Felsefenin en önemli aracı düşünme değil, yürektir: Düşünme kafanın gereksinimidir; yürek ise görüşün, duyuşun, hissedişin gereksinimidir.
Kafanın gereksinimi olan düşünme, sistem ilkesidir; görüşün-duyuşun-hissedişin gereksinimi olan yürek ise yaşam ilkesidir.
Yüreğin, aklın anlamakta zorlanacağı kendine özgü bir dili, derdi ve gerekçesi vardır: Bu dert, bu dil ve bu gerekçe, sırrın sırrıdır; sırrın sırrına ulaşmak için ya sevgilinin yüreğini yiyeceksin ya da sevgiline yüreğini yedireceksin.
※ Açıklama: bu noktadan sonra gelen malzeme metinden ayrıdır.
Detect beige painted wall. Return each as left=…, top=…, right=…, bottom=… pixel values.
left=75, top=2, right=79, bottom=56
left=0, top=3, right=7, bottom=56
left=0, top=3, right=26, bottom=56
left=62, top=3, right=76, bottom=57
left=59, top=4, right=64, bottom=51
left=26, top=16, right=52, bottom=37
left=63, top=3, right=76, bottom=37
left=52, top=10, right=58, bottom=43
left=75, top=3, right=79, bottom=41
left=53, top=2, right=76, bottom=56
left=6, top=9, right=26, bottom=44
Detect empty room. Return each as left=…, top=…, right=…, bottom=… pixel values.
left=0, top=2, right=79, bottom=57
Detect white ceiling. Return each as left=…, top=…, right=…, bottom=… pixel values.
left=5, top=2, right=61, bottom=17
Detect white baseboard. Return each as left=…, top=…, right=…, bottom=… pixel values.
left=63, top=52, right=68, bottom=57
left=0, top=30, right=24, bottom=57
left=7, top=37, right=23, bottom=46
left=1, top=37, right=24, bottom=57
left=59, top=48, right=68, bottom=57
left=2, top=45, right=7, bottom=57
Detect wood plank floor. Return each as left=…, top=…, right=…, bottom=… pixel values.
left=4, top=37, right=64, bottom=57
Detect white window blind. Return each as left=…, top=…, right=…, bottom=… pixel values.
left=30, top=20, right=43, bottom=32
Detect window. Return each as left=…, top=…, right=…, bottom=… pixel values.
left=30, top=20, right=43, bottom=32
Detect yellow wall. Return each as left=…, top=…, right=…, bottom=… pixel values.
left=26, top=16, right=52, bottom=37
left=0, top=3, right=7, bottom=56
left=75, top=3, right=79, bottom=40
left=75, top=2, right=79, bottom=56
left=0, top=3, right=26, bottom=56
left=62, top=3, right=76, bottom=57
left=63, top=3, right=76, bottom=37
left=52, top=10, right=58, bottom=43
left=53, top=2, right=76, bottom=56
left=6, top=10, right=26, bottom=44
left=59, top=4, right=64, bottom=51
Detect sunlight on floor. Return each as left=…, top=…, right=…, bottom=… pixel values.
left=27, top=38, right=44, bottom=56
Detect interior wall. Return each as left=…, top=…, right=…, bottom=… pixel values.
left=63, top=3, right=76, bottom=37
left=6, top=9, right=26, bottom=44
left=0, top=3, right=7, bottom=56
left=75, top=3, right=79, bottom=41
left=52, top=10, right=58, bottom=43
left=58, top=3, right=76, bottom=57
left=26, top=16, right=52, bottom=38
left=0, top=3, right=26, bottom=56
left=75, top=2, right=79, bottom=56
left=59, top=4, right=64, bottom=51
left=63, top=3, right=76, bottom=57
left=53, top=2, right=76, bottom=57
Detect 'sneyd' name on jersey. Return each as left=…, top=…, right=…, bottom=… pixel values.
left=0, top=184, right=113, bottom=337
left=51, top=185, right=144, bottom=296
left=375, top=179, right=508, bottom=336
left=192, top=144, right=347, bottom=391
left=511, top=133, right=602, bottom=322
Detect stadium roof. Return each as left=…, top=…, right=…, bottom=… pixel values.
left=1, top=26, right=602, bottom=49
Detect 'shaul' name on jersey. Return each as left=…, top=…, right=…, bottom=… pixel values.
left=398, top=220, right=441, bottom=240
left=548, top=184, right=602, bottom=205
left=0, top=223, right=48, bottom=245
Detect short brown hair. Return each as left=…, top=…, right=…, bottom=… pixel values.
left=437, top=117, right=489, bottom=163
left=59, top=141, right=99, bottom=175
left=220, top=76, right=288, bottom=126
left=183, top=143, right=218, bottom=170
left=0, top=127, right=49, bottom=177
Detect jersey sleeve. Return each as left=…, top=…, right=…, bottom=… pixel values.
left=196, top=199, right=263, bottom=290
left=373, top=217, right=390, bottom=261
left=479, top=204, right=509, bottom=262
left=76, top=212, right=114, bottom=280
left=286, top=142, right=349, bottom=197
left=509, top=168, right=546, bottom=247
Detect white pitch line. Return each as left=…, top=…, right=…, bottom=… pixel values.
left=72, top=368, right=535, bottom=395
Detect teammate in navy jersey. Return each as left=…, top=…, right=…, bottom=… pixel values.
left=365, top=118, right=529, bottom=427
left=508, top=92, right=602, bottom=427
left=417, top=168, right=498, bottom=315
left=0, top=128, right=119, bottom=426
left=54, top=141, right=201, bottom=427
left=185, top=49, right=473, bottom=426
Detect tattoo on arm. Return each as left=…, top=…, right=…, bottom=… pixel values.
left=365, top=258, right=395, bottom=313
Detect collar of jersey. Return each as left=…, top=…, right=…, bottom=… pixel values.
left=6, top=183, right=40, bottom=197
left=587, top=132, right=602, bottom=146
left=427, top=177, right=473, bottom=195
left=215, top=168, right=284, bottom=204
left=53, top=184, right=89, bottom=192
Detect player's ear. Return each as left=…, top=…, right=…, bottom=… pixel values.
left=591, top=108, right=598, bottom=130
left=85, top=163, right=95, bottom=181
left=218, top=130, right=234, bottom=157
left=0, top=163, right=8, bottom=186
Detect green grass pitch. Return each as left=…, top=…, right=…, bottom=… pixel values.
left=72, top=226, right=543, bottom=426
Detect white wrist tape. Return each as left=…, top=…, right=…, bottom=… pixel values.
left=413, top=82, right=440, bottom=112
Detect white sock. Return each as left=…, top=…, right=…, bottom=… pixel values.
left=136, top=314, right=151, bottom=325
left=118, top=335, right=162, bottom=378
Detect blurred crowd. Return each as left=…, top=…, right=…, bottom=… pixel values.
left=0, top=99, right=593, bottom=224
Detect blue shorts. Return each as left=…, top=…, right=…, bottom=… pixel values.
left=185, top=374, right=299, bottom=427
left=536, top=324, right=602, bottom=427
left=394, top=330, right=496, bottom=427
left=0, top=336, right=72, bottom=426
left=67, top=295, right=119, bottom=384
Yürek, düşünmeyi öğrenebilseydi eğer, hiç durmaz atmaktan vazgeçerdi. Öyleyse düşünmek, yüreğe belâ. Bu belâyı defetmek için; eti kesmeden, kemiğe yönelmeyelim derim.
Düşüncemizi dilim dilim doğrayalım sonra da doğradığımız dilimlerden yeni bir düşünce dokuyalım: Önceki düşüncemizin dili, dokuduğumuz düşüncemizin diliyle karşılaştığında, hayrete düşsün ki bizler de yeniden doğmuş olalım.